Krimsus86.com/Karawang, _
Polemik pengelolaan limbah ekonomis di PT Multi Indo Mandiri (PT MIM), Desa Sumurkondang, Kecamatan Klari, Kabupaten Karawang, kian memanas. Apa yang semula dianggap persoalan teknis industri, kini berkembang menjadi konflik terbuka yang menyeret ranah hukum, pemerintahan, hingga kepercayaan publik.
Sorotan tajam datang setelah LBH DPP LSM Laskar NKRI melaporkan dugaan tindak pidana korupsi dan penyalahgunaan wewenang ke Kejaksaan Negeri Karawang. Laporan tersebut turut dialamatkan kepada Bupati dan Dinas Pemberdayaan Masyarakat dan Desa (DPMD) Karawang, menandai eskalasi serius dalam polemik yang tak kunjung mereda.
Di tengah pusaran konflik, Praktisi Hukum sekaligus Pengamat Kebijakan, Asep Agustian, SH., MH., angkat bicara. Ia menegaskan bahwa kewenangan kepala desa dalam konteks pengelolaan limbah industri sangat terbatas dan tidak mencakup intervensi dalam hubungan bisnis antar perusahaan.
Mengacu pada Undang-Undang Nomor 6 Tahun 2014 tentang Desa, Asep menekankan bahwa kepala desa tidak memiliki legitimasi untuk mencampuri skema kerja sama Business to Business (B2B), termasuk dalam pengelolaan limbah ekonomis di sektor industri.
Lebih jauh, ia menjelaskan bahwa regulasi pengelolaan limbah telah diatur secara komprehensif dalam Undang-Undang Nomor 32 Tahun 2009 tentang Perlindungan dan Pengelolaan Lingkungan Hidup, serta Peraturan Pemerintah Nomor 22 Tahun 2021. Dalam aturan tersebut, kewenangan penerbitan izin pengelolaan limbah berada di tangan pemerintah pusat dan daerah, bukan pemerintah desa.
“Peran kepala desa hanya sebatas koordinasi, pengawasan sosial, dan pelaporan jika terjadi pencemaran. Tidak ada kewenangan untuk menentukan atau mengintervensi vendor pengelola limbah,” tegasnya.
Pernyataan ini sekaligus menanggapi adanya dugaan Memorandum of Understanding (MoU) antara Pemerintah Desa Sumurkondang dengan PT MIM, yang mensyaratkan rekomendasi desa dalam pengelolaan limbah. Menurut Asep, jika benar demikian, MoU tersebut berpotensi batal demi hukum.

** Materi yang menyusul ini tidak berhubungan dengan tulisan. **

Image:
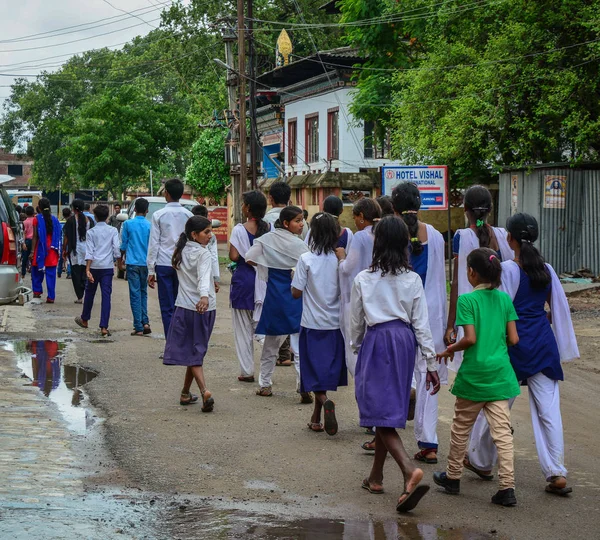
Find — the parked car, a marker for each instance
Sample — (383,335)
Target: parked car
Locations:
(10,280)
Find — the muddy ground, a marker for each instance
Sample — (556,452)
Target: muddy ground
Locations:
(256,453)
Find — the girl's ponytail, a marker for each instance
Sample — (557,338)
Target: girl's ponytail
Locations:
(524,229)
(176,260)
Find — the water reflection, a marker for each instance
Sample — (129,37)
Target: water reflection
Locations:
(42,362)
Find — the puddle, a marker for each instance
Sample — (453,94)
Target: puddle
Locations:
(41,361)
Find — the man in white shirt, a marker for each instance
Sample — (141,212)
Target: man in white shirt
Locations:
(167,225)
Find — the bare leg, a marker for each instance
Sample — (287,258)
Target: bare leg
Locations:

“Jika ada syarat rekomendasi desa untuk pengelolaan limbah, itu keliru secara hukum. Bahkan bisa dianggap menyalahi kewenangan,” ujarnya lugas.
Ketegangan di lapangan pun tak terelakkan. Pada Rabu, 29 April 2026, Kepala Desa Sumurkondang, Saepul Azis, bersama perangkat desa mendatangi PT MIM untuk meminta audiensi terkait persoalan ini. Namun, upaya tersebut belum membuahkan hasil. Pihak manajemen perusahaan belum memberikan tanggapan, bahkan beberapa kali disebut membatalkan jadwal pertemuan.
Di hadapan wartawan, Saepul Azis tetap bersikukuh bahwa desa memiliki peran dalam pengelolaan limbah di wilayahnya. Ia menyebut adanya MoU yang mengatur bahwa rekomendasi dari lingkungan dan pemerintah desa menjadi syarat dalam kerja sama dengan vendor.
“MoU dengan vendor tidak akan berjalan tanpa rekomendasi dari lingkungan dan pemerintah desa,” ungkapnya.
Ia juga menyatakan bahwa keberadaan PT MIM di wilayah Sumurkondang menjadikannya bagian dari aset desa yang perlu dijaga bersama. Pernyataan ini justru memantik kritik dari berbagai pihak yang menilai adanya kesalahpahaman mendasar terkait konsep kewenangan dan kepemilikan.
Di hari yang sama, laporan resmi terhadap kepala desa dan perangkatnya dilayangkan ke Kejaksaan Negeri Karawang. Tuduhan yang diajukan mencakup dugaan korupsi dan penyalahgunaan wewenang—sebuah langkah hukum yang semakin memperkeruh situasi.
Kini, polemik limbah di Sumurkondang bukan lagi sekadar persoalan teknis pengelolaan industri. Ia telah menjelma menjadi cermin konflik kewenangan, lemahnya komunikasi, serta tarik-menarik kepentingan yang menguji batas hukum dan tata kelola pemerintahan di tingkat desa.
Masyarakat pun menanti—apakah persoalan ini akan menemukan titik terang melalui jalur hukum, atau justru semakin memperdalam jurang ketidakpercayaan di tengah publik.